28.9.07

O estranho caso do Luso Tagus



Sempre gostei muito de barcos. Sobretudo de barcos grandes. Gosto de os ver passar ao longe e de imaginar as paragens que já visitaram, os dramas que testemunharam, as histórias que calam para sempre no silêncios das suas esteiras, os destinos que se misturam nos portos onde atracaram.

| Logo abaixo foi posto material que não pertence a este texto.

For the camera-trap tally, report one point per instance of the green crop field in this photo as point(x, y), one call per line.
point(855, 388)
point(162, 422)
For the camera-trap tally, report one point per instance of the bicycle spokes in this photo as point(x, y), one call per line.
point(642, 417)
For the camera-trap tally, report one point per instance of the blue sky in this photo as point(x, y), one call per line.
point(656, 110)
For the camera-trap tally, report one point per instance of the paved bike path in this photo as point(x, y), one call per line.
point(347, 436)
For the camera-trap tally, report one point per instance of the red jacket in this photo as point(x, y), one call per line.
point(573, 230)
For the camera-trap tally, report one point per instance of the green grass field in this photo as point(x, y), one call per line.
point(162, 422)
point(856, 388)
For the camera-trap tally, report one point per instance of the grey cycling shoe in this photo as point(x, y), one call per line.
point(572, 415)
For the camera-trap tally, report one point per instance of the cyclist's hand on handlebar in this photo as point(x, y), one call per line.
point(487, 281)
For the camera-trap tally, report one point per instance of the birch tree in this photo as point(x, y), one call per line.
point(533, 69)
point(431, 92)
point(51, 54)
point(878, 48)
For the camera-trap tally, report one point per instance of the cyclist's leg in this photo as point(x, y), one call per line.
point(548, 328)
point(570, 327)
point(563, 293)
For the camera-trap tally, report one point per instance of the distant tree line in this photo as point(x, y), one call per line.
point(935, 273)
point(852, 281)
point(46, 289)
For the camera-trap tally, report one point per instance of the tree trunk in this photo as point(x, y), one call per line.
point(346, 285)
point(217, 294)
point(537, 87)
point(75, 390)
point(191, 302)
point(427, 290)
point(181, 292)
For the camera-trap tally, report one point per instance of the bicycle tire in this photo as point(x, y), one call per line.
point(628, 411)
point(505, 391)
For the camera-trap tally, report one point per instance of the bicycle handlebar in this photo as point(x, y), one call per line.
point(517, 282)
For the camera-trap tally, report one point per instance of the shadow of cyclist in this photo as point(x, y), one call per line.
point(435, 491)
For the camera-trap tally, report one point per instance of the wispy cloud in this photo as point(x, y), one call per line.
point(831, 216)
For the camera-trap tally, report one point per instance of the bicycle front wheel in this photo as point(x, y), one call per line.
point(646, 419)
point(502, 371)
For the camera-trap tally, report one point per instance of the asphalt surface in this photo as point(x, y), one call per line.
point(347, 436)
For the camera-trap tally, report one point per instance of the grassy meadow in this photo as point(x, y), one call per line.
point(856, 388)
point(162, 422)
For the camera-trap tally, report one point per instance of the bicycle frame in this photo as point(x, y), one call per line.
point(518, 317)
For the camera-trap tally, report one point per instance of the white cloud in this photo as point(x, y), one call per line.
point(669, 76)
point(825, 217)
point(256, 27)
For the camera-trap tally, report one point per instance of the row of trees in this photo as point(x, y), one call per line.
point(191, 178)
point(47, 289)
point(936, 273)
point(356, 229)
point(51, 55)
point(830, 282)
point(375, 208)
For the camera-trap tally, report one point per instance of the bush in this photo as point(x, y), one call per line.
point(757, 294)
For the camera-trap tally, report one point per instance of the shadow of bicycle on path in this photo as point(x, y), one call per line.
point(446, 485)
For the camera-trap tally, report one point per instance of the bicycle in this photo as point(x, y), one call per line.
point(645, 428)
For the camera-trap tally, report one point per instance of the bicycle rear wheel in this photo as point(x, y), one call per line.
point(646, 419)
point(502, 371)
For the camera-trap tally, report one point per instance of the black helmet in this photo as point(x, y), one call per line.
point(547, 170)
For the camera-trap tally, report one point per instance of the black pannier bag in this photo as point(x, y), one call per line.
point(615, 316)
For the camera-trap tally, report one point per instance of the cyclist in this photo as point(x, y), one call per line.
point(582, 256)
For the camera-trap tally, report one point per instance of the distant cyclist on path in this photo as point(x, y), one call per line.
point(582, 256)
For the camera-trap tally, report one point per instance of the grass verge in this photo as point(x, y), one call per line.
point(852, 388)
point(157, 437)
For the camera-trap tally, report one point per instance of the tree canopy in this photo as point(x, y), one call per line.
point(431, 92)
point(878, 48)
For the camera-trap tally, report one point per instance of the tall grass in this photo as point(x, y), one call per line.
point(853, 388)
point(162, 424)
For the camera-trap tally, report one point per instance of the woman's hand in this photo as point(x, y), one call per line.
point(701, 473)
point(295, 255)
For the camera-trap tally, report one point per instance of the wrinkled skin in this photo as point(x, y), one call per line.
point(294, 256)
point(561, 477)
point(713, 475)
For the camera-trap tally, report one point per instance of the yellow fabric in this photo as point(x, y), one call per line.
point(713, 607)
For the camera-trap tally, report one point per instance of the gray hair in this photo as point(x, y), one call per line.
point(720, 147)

Quando descobri o Luso Tagus apaixonei-me logo por ele. O navio estava (e continua) ancorado (encalhado é a melhor expressão) num molhe do Cais Comercial de Faro, no Algarve. Está cheio de ferrugem e votado ao abandono.
Mal o vi, fui logo buscar a câmara e à medida que o fotografava pus-me a imaginar o que teria levado o Luso Tagus àquele triste destino. Para ali encalhado, ligeiramente inclinado no seu eixo, a ganhar ferrugem e a perder o brilho da sua outrora intensa cor azul.
Que mistério se esconderia por trás do Luso Tagus? Afoito, logo me lembrei de pirataria… Depois, mais realista, ocorreu-me a hipótese de naufrágio… Só que o Luso Tagus não tinha nenhum rombo no casco, a pirataria é coisa de outros mares que não o nosso, e o barco parecia ter-se encalhado ali, sem mais, não por força da Natureza, (nenhum barco encalha num cais), mas sim por intervenção do Demo, ou seja, tinha de certeza havido mão humana no estranho caso do Luso Tagus.
Quando cheguei a casa fui logo a correr investigar a história do navio com bandeira panamiana que se chamava Luso Tagus.
As minhas expectativas não saíram frustradas. O Luso Tagus transportava tabaco de contrabando, há uns bons 15 anos, quando as autoridades detectaram a marosca e o apreenderam. Após um inquérito, o armador foi condenado a pagar uma multa para reaver o navio, só que nunca o fez e o barco por lá ficou, a ganhar ferrugem. Li tudo isso na internet, num antigo recorte de jornal scanarizado, mas a minha curiosidade não ficou saciada.
Passados uns dias voltei ao cais e, desta feita, estavam vários pescadores mesmo junto ao molhe do Luso Tagus. Fui-os abordando o melhor que um estrangeiro sabe e pode e, ao fim de algum tempo, um deles, mais expansivo, contou-me então o resto da história: após o armador se ter esquivado a pagar a choruda multa que a justiça estipulara, vários anos se foram passando no ramerame judicial, enquanto o barco perdia todo e qualquer valor comercial, à medida que as engrenagens ferrugentas da burocracia se ocupavam disso mesmo, quando, finalmente, há três ou quatro anos, a propriedade do barco reverteu, na sua totalidade, para o Estado português, o qual tratou de o vender em hasta pública.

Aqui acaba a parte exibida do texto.